Scepticism, criticism and disbelief are not, of course, absent from oral

societies but their expression tends to get rubbed out at each generation…

There is no accumulation of non-conforming ideas. Attacks against the

present political dispensation tend to take the form of rebellion aimed at re-

establishing the old order, rather than reform, let alone revolution. In literate

cultures the individual commentaries of philosophers and preachers are given

permanent form which the widespread circulation of the printed word may

more easily crystallize into conflicting ideologies… It is not until the printing

press provides a regular mode of communication and exhortation that dissent

comes into its own.
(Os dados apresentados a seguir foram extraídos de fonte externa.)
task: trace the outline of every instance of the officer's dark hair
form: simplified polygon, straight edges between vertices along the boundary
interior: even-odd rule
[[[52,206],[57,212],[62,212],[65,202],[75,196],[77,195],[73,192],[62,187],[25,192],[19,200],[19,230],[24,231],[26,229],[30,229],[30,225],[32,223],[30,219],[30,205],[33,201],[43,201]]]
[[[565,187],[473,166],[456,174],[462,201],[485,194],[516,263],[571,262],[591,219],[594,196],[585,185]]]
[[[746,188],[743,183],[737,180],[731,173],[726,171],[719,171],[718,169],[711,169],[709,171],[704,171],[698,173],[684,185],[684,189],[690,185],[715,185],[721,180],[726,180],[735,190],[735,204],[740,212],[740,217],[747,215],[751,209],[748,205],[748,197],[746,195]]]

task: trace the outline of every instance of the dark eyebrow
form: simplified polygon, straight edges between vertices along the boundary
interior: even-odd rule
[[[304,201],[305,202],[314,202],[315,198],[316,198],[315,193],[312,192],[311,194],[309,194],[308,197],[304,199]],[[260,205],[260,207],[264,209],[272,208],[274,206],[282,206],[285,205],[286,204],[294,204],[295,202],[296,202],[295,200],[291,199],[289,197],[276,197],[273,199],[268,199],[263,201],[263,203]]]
Again, it is a case of the changes involved in the process

of making the implicit explicit.8

Não será necessário recordar a história da censura intelectual em Portugal e

dos seus efeitos compressores sobre o pensamento, para usar a expressão de um

clássico liberal, Silva Bastos (1926), nem o papel específico da Inquisição e das

próprias autoridades políticas no apertado controlo da alfabetização e da circulação da

palavra impressa, a começar, como dizia acima, pelos textos sagrados do catolicismo

em língua portuguesa.9 Igualmente significativo é o facto de a imprensa só ter

chegado ao Brasil com a ida da corte portuguesa no início do séc. XIX. Até então,

algumas tentativas conhecidas para fazer circular textos no Brasil – não propriamente

impressos, mas sim gravados – foram severamente punidas. Este último aspecto faz

parte do centralismo férreo exercido pelo Estado português sobre a Colónia e ilustra

não só a importância que as autoridades atribuíam ao controlo da circulação da

palavra impressa como também o papel da comunicação escrita nesse mesmo

centralismo.

8 J. Goody, 1986, p. 122. 9 Vale a pena ilustrar este aspecto do controlo sobre a circulação dos livros religiosos com o caso das Bíblias protestantes em castelhano, impressas em Inglaterra a fim de serem exportadas para a Península Ibérica e apreendidas em Lisboa pela Inquisição entre 1606 e 1611 (Marquilhas: pp. 177; 185). No que diz respeito à produção de livros, vale ainda recordar que, para além da censura regularmente exercida sobre editores e livreiros, as autoridades religiosas promoviam, ocasionalmente, o exame das bibliotecas particulares (idem: 184 passim), como sucedeu concretamente no bispado de Lamego em 1621 (ibid.: 192 passim). Estes pormenores são reveladores do carácter sistemático e metódico como o controlo sobre a produção e circulação da palavra impressa era feito em Portugal no Antigo Regime.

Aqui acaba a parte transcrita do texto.